Together, our findings suggest that tumor cell budding from focally disrupted tumor capsules is likely to represent a common pathway shared by all breast cancer subtypes for their invasion. As the disruption of the tumor capsule is a pre-requisite for tumor invasion, budding cell projections from focally disrupted tumor capsules seen in our studies are likely to represent the direct precursors of invasive lesions. Our findings and speculation are in total agreement with those of previous studies of human esophageal and colorectal cancers, which have shown that tumors with budding cells have a significantly more aggressive clinical course and worse prognosis 39-41. Thus, microdissecting these budding cell projections for molecular and biochemical analyses could potentially lead to the identification of the specific trigger factors for tumor invasion.
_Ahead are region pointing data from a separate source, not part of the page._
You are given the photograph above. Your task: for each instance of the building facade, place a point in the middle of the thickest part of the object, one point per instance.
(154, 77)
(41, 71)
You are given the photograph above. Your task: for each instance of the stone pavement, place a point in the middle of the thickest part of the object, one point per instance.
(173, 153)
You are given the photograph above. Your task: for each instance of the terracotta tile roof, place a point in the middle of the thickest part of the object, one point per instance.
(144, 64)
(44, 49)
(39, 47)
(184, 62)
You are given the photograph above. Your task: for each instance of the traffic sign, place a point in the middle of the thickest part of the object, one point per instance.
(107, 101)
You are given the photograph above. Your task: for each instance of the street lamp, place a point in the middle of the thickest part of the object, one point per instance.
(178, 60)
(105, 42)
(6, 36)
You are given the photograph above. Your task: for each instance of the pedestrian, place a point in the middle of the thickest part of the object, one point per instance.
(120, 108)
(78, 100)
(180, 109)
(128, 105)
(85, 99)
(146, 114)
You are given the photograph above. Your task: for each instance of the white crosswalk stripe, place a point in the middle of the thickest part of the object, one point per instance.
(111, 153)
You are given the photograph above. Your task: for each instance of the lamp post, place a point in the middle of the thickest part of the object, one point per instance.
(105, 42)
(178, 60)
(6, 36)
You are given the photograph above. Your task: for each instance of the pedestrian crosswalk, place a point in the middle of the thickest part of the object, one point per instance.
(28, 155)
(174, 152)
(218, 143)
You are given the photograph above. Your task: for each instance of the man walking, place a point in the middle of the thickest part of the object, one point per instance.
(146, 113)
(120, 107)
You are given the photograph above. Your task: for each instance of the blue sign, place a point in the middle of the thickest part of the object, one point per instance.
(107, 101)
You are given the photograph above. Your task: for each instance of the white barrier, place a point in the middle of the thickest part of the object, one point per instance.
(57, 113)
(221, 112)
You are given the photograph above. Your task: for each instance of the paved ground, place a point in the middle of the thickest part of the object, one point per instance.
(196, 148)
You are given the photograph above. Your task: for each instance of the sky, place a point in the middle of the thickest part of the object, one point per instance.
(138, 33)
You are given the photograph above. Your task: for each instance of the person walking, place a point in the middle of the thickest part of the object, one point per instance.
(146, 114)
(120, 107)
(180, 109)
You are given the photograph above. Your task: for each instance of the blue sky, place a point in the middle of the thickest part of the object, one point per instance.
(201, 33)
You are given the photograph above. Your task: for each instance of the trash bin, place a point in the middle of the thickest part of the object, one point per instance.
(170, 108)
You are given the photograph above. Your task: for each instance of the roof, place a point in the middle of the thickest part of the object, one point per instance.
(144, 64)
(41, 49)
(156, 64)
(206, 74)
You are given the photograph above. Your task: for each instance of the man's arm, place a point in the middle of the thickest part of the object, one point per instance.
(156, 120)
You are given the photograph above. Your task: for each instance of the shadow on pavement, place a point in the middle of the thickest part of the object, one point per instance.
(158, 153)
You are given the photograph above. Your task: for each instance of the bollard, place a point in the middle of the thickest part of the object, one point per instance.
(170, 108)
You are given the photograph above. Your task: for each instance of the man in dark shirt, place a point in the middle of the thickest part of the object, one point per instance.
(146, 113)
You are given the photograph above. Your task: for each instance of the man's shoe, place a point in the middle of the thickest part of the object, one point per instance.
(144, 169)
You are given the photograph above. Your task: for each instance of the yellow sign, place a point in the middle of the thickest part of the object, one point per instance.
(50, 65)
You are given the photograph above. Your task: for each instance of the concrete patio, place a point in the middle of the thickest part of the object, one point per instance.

The development of a quantitative immunohistochemical assay to measure the frequency and extent of tumor capsule disruptions with budding cells may significantly facilitate early detection of pending invasive tumors or patients at greater risk to develop invasive tumors. The development of therapeutic agents to specifically target these budding tumor cell projections could potentially provide the most effective regimen for early intervention and prevention of breast cancer invasion. However, it is currently very difficult, if not impossible, to fully elucidate the molecular and biochemical profiles of these very limited budding cells, due to the lack of sensitive technical approaches.